A few days later she was moved from ICU into a room. Her brother, my uncle, and I tried repeatedly to cheer her up and we encouraged her to eat and drink, but she would have none of it. She would barely even talk to us. The nurses also told us she wasn’t even trying to get out of bed to walk, which she needed to do before they could release her.
Her final days…
She was moved once more few days later into another room that was right across from the nursing station. She was now hooked up to a heart and a breathing monitor. I was with her when they brought in a tray of food which she pushed away before she crawled back into bed after using the bathroom with the aid of a walker. I wondered briefly is she wasn’t coming around!
However, she never got out of bed again as the next morning her doctor told me she was now in kidney failure and was dying. He apologized and added it would be an easy death — whatever that meant. I remember I called her close friends and invited them to come and see her for the last time. They started arriving a short time later and one by one they went in to see her. Each of them came out and told me she didn’t say a word to them, which surprised and confused me too. My sister and her family were now flying here but that gave me no comfort. I knew they wouldn’t make it in time to find her alive.
I rarely look back on this sad desperate time but when I have it’s been with more understanding. At the time this took place I was mostly frantic, confused, sad and lost in disbelief. I had only the support of my husband because at that time none of my friends had gone through losing a parent. Although my mother wasn’t the type to share her feelings, I came to realize that she’d grown very unhappy with her life. She was probably clinically depressed, but this wasn’t diagnosed so it wasn’t treated. Thank God we know better now.

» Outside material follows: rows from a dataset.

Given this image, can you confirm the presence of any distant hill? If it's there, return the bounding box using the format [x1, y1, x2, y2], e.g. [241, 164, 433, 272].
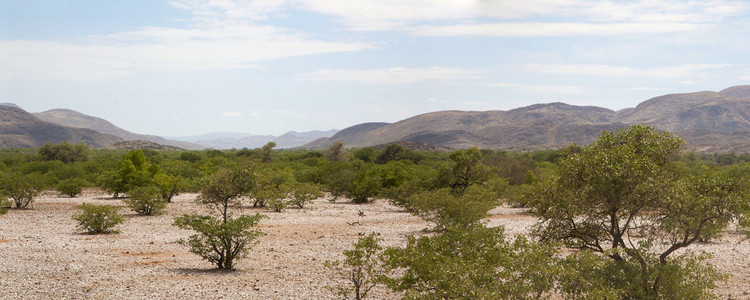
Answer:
[34, 109, 206, 150]
[0, 105, 122, 148]
[188, 129, 338, 149]
[107, 140, 183, 151]
[305, 85, 750, 152]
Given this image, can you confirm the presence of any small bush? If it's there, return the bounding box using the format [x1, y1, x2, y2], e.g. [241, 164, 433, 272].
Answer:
[55, 178, 91, 198]
[123, 185, 167, 216]
[73, 203, 125, 233]
[0, 198, 10, 216]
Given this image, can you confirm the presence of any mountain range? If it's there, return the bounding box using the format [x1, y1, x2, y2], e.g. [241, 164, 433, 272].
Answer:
[0, 85, 750, 152]
[0, 103, 337, 150]
[305, 85, 750, 152]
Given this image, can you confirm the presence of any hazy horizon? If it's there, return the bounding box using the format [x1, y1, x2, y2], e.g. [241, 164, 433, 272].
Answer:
[0, 0, 750, 137]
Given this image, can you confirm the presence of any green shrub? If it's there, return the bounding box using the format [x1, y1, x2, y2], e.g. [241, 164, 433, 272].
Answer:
[324, 232, 384, 300]
[0, 198, 10, 215]
[174, 214, 265, 270]
[55, 178, 91, 198]
[123, 185, 167, 216]
[0, 172, 48, 209]
[291, 182, 323, 208]
[73, 203, 125, 233]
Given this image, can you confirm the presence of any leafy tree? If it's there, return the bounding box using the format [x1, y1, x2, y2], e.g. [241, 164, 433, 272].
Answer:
[525, 125, 750, 299]
[55, 178, 91, 198]
[261, 142, 276, 162]
[0, 172, 49, 209]
[409, 187, 499, 231]
[174, 168, 265, 269]
[323, 142, 346, 161]
[291, 182, 323, 208]
[123, 185, 167, 216]
[98, 150, 159, 198]
[325, 232, 384, 300]
[153, 173, 185, 203]
[382, 225, 558, 299]
[437, 147, 489, 193]
[73, 203, 125, 233]
[0, 197, 11, 216]
[251, 168, 294, 212]
[39, 142, 94, 163]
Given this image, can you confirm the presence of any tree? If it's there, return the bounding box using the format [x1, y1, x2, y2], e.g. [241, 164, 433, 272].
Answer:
[323, 142, 345, 161]
[98, 150, 159, 198]
[261, 142, 276, 162]
[291, 182, 323, 208]
[153, 173, 185, 203]
[382, 224, 558, 299]
[73, 203, 125, 233]
[55, 178, 91, 198]
[325, 232, 384, 300]
[123, 185, 167, 216]
[409, 187, 499, 231]
[174, 168, 265, 270]
[0, 172, 49, 209]
[524, 125, 750, 299]
[39, 142, 94, 163]
[436, 147, 489, 193]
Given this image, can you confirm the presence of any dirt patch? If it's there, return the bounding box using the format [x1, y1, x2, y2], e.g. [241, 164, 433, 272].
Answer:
[0, 191, 750, 299]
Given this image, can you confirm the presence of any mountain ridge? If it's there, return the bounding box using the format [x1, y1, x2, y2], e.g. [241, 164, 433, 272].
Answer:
[305, 85, 750, 152]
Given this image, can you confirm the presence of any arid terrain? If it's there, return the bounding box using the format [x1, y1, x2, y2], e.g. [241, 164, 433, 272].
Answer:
[0, 191, 750, 299]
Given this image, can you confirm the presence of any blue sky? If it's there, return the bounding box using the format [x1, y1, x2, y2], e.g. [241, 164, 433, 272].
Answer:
[0, 0, 750, 136]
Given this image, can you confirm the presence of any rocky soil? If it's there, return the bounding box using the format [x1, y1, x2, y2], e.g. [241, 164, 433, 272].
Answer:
[0, 191, 750, 299]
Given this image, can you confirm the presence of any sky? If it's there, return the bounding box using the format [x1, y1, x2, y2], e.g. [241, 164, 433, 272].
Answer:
[0, 0, 750, 137]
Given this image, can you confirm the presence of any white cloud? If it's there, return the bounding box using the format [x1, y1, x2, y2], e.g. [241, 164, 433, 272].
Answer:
[628, 86, 667, 92]
[290, 0, 748, 36]
[411, 23, 700, 37]
[526, 64, 731, 78]
[479, 83, 590, 94]
[221, 111, 244, 118]
[0, 0, 372, 80]
[301, 67, 483, 83]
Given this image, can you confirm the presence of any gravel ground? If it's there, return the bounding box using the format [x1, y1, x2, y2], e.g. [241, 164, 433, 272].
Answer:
[0, 191, 750, 299]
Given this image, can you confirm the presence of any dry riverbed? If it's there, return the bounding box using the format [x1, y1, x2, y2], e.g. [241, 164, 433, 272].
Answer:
[0, 191, 750, 299]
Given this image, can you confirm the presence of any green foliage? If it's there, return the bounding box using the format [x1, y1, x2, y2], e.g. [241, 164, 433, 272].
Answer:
[252, 167, 294, 212]
[97, 150, 159, 198]
[0, 172, 49, 209]
[174, 214, 265, 270]
[524, 125, 750, 299]
[291, 182, 323, 208]
[174, 167, 265, 269]
[123, 185, 167, 216]
[261, 142, 276, 162]
[409, 187, 499, 231]
[0, 197, 11, 216]
[39, 142, 94, 163]
[55, 178, 91, 198]
[323, 142, 346, 161]
[73, 203, 125, 233]
[179, 151, 203, 163]
[383, 225, 558, 299]
[325, 232, 384, 300]
[153, 173, 185, 202]
[436, 147, 489, 193]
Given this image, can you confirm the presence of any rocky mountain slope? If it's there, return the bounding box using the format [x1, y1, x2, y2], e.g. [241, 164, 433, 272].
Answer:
[34, 109, 206, 150]
[0, 105, 122, 148]
[188, 129, 338, 149]
[306, 86, 750, 152]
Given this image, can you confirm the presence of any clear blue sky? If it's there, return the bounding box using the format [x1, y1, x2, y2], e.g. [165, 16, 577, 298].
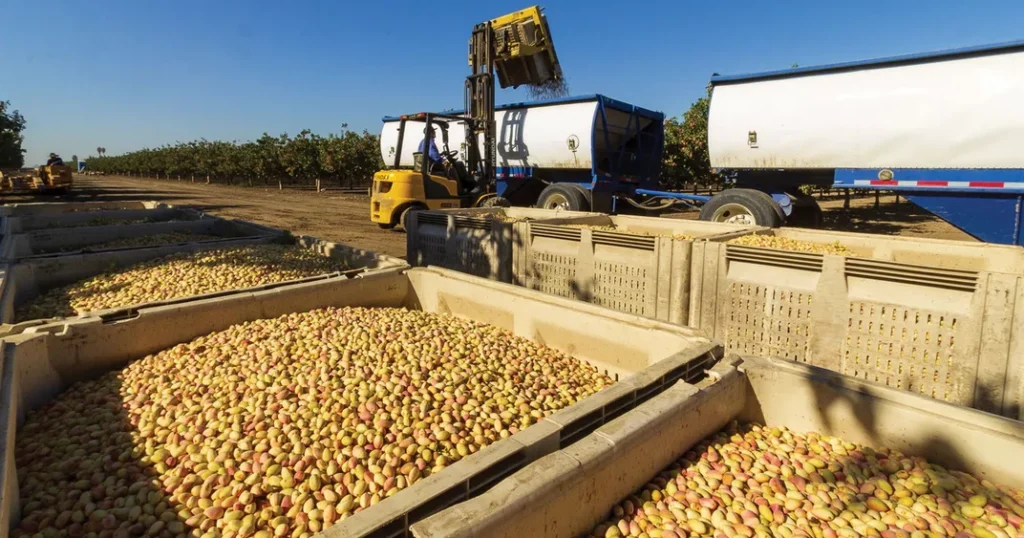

This has been very hard for me to write and I will not go back and edit it. Writing it once is more than enough. I was so depressed after she died and in so much pain that I went back to a counselor. It was through our talks that I came to realize that the reason I was hurting so much was due to the sudden break in co-dependency that I had to go through after she died, more so than heart break. I learned our relationship hadn’t been a healthy one for many years due to the emotional wall she had built around herself. Never sharing her thoughts and feelings left her acting cold and empty towards everyone who loved her. “Emotional despondency” is what doctors call it and it’s a terribly lonely state to live in. It often leads to suicidal ideation which was the state I found her in on that last day at her house. With time I learned to stop carrying any blame for how her life ended. We can only deal with what we know, not with the unknown. If someone you love exhibits any of these signs and symptoms, get help for them and for yourself. They are literally in the throes of suicide even though it won’t be obvious. Had I known then what I soon came to know, I wouldn’t have let her go through with the heart surgery. She was too far gone mentally and physically to endure something so drastic so I can only hope the doctors learned from her surgery how to better help others.
Thank you for reading and thoughtful writing everyone.